Final Problem Statement

  • Aim of this project milestone includes understanding the needs of our current weather forecasting system, discovering the istio offered features by integrating them, determine its usefulness for our current system, and ultimately understand how it can be useful for Apache Airavata's MFT

  • Our weather forecasting system showed various shortcomings and vulnerabilities. Some of the shortcomings of our system were:-

    • No traffic routing management,to ensure reliability, efficiency and to avoid requests going to poorly behaving services.
    • No proper logging of requests or other no other metrics are available
    • No proper security methods are implemented. Authorization and authentication of services and requests us needed.
    • Current deployment strategy introduces a little downtime which should not happen in production environment.

    Thus, integrating istio could be useful in our system as it solves the above mentioned problems and will help to improve the cloud deployed system, and allow us to understand the perks of the features offered and its implementation methods.

Problem Statement Development

  • Research was done by teammates for airavata-custos, airavata-mft and service mesh.

    • Airavata Custos Repository reference

      https://github.com/apache/airavata-custos/tree/develop/custos-core-services
      
    • Airavata MFT Repository reference

      https://github.com/apache/airavata-mft
      
    • Service Mesh references

      https://platform9.com/blog/kubernetes-service-mesh-a-comparison-of-istio-linkerd-and-consul/
      
      https://logz.io/blog/what-is-a-service-mesh-kubernetes-istio/
      
      https://istio.io/docs/concepts/what-is-istio/
      
  • Upon understanding the Airavata MFT's cloud architecture and intensive research on service mesh, decision was made to integrate service mesh in our current weather forecasting system, to improve our system and use our system as a way to understand the istio's offered features, their implementations and try to justify service mesh's use and understand how it can be useful for Apache Airavata MFT.

Methodology

  • Investigating problems in our weather forecasting system included:
    • Testing our services using Jmeter predefined tests. Several, services failed for reasons that were not very clear. Integrating services with side car proxis could help manage the traffic routing in a better way with the help of istio's service mesh configuration.
    • Deploying services using CI/CD pipeline.
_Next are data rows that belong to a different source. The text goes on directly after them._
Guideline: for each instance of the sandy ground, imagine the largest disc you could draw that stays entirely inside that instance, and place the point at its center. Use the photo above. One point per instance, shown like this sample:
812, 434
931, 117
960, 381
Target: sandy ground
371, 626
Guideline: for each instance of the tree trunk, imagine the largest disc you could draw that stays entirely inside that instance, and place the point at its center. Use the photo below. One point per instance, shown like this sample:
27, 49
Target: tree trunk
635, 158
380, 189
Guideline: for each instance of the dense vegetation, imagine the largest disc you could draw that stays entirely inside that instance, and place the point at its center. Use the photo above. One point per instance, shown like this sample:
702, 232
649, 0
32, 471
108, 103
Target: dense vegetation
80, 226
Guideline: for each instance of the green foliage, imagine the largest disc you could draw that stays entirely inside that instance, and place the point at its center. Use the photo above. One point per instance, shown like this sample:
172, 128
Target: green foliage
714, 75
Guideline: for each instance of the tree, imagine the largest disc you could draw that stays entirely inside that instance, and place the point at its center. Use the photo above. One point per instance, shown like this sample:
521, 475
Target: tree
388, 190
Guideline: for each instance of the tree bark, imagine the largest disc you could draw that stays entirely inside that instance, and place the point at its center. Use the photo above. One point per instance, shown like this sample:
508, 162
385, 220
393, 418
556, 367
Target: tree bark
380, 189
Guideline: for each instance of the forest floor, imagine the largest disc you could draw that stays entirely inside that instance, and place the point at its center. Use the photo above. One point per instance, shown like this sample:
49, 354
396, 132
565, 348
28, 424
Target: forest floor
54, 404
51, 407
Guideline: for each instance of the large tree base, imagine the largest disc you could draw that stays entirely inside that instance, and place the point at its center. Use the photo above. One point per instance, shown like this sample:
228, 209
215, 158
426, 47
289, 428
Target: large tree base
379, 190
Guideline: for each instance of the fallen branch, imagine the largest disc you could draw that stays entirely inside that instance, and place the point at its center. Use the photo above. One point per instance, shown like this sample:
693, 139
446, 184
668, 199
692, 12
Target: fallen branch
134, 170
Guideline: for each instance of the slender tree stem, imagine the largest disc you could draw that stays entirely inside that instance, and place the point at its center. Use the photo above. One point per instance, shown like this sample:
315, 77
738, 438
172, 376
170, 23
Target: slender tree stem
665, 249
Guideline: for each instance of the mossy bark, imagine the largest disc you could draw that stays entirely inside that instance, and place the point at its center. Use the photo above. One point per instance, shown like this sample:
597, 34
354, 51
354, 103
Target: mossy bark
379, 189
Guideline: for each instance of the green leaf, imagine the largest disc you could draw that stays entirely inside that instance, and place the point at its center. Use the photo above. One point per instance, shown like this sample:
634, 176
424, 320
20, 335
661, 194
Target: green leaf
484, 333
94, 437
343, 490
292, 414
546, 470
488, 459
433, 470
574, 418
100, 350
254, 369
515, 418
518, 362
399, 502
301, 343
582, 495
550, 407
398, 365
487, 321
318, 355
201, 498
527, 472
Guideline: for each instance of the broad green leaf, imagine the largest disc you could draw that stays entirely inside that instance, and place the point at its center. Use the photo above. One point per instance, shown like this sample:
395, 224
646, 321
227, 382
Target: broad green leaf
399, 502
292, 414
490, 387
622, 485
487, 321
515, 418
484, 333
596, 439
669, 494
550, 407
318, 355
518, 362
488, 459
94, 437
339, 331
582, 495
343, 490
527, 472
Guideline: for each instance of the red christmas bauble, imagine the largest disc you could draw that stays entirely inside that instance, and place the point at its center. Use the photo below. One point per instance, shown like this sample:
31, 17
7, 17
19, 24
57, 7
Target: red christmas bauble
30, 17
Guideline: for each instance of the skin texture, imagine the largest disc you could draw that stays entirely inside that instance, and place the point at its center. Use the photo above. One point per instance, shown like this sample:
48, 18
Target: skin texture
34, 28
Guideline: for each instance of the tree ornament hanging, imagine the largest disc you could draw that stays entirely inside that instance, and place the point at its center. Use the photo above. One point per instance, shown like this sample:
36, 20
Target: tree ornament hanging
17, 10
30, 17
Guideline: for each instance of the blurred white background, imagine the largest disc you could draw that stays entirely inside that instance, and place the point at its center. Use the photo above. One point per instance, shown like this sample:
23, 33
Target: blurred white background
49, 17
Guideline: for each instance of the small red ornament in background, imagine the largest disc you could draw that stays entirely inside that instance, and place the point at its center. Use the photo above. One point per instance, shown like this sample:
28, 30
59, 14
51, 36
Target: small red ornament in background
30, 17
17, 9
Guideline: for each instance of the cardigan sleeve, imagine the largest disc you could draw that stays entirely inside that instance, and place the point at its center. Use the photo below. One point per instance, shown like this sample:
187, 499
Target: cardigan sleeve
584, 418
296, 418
While automated deployment was implemented, it did introduce downtime in our system. Thus, better deployment strategy was to be achieved to avoid the same. Canary releases i.e. progragressive traffic shifting is one of such deployment strategy that can allow deployments of services without downtime.
    • Making requests from unauthorized service from a different namespace in kubernetes cluster. This showed that not every requests was authorized or authenticated and portrayed the need of security. Applying mTLS encryption for requests can help solve the same.
    • No tools or services were configured to visualize the services in the cluster to understand the architecture and traffic routing. Observability offered by service mesh and other tools proved to be useful for this problem. Kiali, prometheus and grafana were some of the tools that could help achieve the same.

Implementation

Phase 1 - Integrating control plane, data plane and configure sidecar proxies for running services.

  • Istio was downloaded( curl -L https://istio.io/downloadIstio | sh -) and configured in istio-system namespace of kubernetes cluster. Data plane, control plane and its required components were integrated in the cluster using isito-init.yaml file by running kubectl apply -f istio-init.yaml. This will configure and initialize all the istio required services in istio system, and setup up both control and data plane.
  • Service mesh was introduced and sidecar proxies were injected by setting the auto-injection of istio in default namespace(kubectl label namespace default istio-injection=enabled).
  • Istio configures side car proxies in such a way that it collects metrics automatically.

Phase 2 - Implementing canary deployment strategy in our current system

  • Before implementing canary deployment, blue green deployment was implemented where shell script was used detect whether the service is ready or not and as soon as the service is ready the traffic is routed to the new updated service. Shell script used was :

          DEPLOYMENTNAME=$1-$2
          SERVICE=$1
          VERSION=$2
          DEPLOYMENTFILE=\$3
    
       kubectl apply -f $DEPLOYMENTFILE
    
       # Wait until the Deployment is ready by checking the MinimumReplicasAvailable condition.
       READY=$(kubectl get deploy $DEPLOYMENTNAME -o json | jq '.status.conditions[] | select(.reason == "MinimumReplicasAvailable") | .status' | tr -d '"')
       while [[ "$READY" != "True" ]]; do
           READY=$(kubectl get deploy $DEPLOYMENTNAME -o json | jq '.status.conditions[] | select(.reason == "MinimumReplicasAvailable") | .status' | tr -d '"')
           sleep 5
       done
    
       # Update the service selector with the new version
       kubectl patch svc $SERVICE -p "{\"spec\":{\"selector\": {\"name\": \"${SERVICE}\", \"version\": \"${VERSION}\"}}}"
    
       echo "Done."
    
  • But, against blue-green deployment, canary releases proves to be better, as it offers progressive traffic shifting instead of direct traffic shifting, allowing to analyse the service and decide whether to make the new deployment as the stable release version of the service based on its performance.

  • Flagger is a open source progressive delivery operator for kubernetes and it was used to automate the process of gradually shifting the traffic to new deployment and to ultimately switch the traffic to that service if the deployment is healthy. Flagger also allows us to run analysis checks before shifting the traffic to new release.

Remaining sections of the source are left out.